Borrowing class method from another class (Python 3)

Borrowing the implementation of an instance method from another class is straightforward, but how do I do it with a class method?

class A:
  def im(self):
    print(self.__class__.__name__)

  @classmethod
  def cm(cls):
    print(cls.__name__)

class B:
  im = A.im
  cm = A.cm # line X
  classmethod(cm)

B().im() # B - OK
B.cm() # A - not what I want

I also tried changing line X into cm = A.cm.__func__, which caused TypeError: cm() missing 1 required positional argument: 'cls'

Upvotes: 1

Views: 1051

Answers (2)

Martijn Pieters
Martijn Pieters

Reputation: 1121486

When you access A.cm, you invoke the classmethod object as a descriptor, which means it is already bound to the A class. Unwrap it again:

class B:
    cm = classmethod(A.cm.__func__)

The .__func__ attribute gives you access to the original function, so you can rewrap it with a new classmethod call.

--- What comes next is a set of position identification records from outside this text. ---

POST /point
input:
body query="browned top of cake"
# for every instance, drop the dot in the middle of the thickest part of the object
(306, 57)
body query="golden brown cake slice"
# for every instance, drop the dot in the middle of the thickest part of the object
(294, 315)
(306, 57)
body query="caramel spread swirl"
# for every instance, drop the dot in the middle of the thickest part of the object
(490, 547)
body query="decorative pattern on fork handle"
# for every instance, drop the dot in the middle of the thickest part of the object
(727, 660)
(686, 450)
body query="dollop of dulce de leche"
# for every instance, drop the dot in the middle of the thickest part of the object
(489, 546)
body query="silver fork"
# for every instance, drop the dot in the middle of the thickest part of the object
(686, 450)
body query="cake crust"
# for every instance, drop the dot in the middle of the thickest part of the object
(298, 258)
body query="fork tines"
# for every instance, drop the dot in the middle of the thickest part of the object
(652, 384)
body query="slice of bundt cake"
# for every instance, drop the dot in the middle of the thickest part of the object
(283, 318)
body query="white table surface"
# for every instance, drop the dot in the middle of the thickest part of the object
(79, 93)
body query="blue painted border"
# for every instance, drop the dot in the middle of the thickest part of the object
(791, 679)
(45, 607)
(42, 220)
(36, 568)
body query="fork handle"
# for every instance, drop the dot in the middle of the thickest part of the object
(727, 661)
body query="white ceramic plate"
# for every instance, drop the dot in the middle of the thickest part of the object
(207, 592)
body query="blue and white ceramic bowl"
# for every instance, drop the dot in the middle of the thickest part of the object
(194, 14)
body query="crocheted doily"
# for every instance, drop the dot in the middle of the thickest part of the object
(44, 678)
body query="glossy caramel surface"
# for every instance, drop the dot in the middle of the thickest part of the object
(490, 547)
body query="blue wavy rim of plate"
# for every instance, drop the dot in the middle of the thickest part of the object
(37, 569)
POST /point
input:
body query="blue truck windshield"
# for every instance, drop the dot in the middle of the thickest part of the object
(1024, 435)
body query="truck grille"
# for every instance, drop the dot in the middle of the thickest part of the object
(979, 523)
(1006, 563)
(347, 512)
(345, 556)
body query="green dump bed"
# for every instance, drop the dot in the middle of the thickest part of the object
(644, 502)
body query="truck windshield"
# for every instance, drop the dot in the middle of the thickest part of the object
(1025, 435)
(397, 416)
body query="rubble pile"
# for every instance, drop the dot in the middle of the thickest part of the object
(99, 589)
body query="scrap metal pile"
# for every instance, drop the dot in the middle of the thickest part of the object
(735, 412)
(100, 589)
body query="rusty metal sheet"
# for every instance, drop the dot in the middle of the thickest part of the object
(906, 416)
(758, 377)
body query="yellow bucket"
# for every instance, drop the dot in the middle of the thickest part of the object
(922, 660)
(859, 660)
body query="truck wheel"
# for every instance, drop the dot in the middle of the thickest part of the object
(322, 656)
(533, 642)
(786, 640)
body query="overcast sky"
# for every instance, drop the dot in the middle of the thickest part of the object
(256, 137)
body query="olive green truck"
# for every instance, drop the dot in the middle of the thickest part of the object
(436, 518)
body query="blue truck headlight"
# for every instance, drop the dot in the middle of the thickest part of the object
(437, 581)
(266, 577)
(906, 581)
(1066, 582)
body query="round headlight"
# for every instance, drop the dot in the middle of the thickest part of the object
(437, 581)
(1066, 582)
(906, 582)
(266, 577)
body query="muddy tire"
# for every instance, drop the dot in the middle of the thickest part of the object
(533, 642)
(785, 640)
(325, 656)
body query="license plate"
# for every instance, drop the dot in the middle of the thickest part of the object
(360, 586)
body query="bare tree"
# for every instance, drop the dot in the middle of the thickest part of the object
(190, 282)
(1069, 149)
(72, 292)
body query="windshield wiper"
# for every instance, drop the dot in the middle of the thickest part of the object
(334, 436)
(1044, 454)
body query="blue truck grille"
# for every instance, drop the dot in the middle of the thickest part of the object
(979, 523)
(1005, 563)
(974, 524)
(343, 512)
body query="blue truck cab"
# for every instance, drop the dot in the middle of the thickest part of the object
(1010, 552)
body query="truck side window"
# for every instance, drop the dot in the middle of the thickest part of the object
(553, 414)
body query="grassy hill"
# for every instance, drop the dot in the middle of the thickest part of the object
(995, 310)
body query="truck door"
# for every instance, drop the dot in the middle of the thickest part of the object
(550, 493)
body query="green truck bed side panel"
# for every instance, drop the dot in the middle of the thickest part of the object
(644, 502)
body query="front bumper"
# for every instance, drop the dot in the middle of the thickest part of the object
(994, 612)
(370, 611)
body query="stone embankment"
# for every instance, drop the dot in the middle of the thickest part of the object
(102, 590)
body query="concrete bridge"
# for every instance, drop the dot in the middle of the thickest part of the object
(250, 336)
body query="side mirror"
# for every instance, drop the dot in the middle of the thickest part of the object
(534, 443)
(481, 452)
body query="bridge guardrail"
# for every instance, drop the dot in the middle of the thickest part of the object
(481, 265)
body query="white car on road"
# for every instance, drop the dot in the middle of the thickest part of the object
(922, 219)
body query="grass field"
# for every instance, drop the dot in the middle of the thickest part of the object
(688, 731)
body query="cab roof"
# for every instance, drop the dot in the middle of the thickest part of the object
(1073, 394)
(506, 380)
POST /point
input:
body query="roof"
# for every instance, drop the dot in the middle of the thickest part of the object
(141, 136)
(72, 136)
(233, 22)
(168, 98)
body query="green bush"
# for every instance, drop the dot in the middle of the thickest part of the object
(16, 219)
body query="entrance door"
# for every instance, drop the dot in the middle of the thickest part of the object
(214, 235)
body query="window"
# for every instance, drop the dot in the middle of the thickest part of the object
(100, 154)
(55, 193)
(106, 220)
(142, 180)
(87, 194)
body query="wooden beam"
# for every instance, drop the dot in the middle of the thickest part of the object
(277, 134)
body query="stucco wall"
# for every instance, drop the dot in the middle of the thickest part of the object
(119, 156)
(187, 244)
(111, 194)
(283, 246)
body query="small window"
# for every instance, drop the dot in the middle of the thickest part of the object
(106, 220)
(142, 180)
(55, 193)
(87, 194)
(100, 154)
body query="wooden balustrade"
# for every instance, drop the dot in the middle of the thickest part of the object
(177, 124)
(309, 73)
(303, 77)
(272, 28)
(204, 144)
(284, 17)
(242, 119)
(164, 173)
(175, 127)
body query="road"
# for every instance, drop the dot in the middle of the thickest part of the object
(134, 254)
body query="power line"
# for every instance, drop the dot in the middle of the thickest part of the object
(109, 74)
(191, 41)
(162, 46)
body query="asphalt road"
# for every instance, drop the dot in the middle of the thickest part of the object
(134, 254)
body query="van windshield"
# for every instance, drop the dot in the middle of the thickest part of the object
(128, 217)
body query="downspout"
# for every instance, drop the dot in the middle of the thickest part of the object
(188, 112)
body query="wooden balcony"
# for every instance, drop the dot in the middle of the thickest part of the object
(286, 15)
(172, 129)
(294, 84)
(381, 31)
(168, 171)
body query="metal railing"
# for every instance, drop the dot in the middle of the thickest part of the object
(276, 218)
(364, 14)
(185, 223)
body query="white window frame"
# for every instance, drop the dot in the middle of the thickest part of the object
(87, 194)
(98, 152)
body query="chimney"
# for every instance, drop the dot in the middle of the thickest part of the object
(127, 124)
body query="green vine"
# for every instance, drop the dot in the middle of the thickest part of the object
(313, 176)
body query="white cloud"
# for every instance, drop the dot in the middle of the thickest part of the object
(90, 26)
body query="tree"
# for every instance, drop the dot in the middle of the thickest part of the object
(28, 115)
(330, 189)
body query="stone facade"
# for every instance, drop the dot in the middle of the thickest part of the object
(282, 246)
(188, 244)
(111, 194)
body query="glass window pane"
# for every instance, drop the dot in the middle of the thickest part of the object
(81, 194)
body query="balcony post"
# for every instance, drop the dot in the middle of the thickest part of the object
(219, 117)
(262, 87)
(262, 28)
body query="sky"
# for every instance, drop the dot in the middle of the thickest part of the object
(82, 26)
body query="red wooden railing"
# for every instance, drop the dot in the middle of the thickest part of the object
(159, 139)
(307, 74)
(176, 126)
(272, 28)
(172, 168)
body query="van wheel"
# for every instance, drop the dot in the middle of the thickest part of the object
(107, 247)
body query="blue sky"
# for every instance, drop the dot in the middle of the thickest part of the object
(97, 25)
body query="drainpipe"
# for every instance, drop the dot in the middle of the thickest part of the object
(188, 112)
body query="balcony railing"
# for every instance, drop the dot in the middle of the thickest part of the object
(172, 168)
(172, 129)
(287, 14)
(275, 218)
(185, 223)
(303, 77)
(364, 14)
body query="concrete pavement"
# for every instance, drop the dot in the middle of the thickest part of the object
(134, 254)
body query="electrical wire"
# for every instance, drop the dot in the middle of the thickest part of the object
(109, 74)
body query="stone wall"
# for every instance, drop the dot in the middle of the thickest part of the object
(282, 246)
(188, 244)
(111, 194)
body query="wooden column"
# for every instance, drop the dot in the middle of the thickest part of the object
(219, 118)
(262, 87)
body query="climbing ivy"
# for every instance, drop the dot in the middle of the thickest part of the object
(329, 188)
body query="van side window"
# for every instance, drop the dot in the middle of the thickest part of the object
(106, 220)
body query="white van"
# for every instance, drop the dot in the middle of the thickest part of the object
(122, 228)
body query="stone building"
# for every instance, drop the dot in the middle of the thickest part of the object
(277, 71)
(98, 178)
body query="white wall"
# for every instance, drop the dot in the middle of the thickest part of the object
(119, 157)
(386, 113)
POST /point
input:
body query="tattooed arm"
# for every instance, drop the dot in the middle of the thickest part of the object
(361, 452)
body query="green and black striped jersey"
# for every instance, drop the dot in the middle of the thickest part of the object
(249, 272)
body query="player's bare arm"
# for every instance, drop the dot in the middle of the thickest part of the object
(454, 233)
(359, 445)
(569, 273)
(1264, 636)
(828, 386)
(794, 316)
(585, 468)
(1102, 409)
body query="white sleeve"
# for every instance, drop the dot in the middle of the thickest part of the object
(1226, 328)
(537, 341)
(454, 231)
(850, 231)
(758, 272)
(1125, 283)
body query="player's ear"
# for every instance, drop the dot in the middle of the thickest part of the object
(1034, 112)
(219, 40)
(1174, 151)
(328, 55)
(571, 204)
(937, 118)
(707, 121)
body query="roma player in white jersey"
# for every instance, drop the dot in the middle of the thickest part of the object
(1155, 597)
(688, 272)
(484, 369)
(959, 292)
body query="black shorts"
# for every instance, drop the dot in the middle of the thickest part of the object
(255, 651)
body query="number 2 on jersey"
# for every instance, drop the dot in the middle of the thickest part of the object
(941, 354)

Alternatively, use the A.__dict__ mapping to get the actual classmethod itself, bypassing the descriptor calls:

class B:
    cm = A.__dict__['cm']

Upvotes: 4

BrenBarn
BrenBarn

Reputation: 251355

You need:

class B:
  im = A.im
  cm = classmethod(A.cm.__func__)

When you access A.cm, the resulting classmethod already "knows" that it belongs to A. If you want to rewrap it for a different class, you need to extract the underlying function with __func__ and then rewrap it with classmethod.

Also, in your example, the line classmethod(cm) does nothing, because you don't assign the result to anything.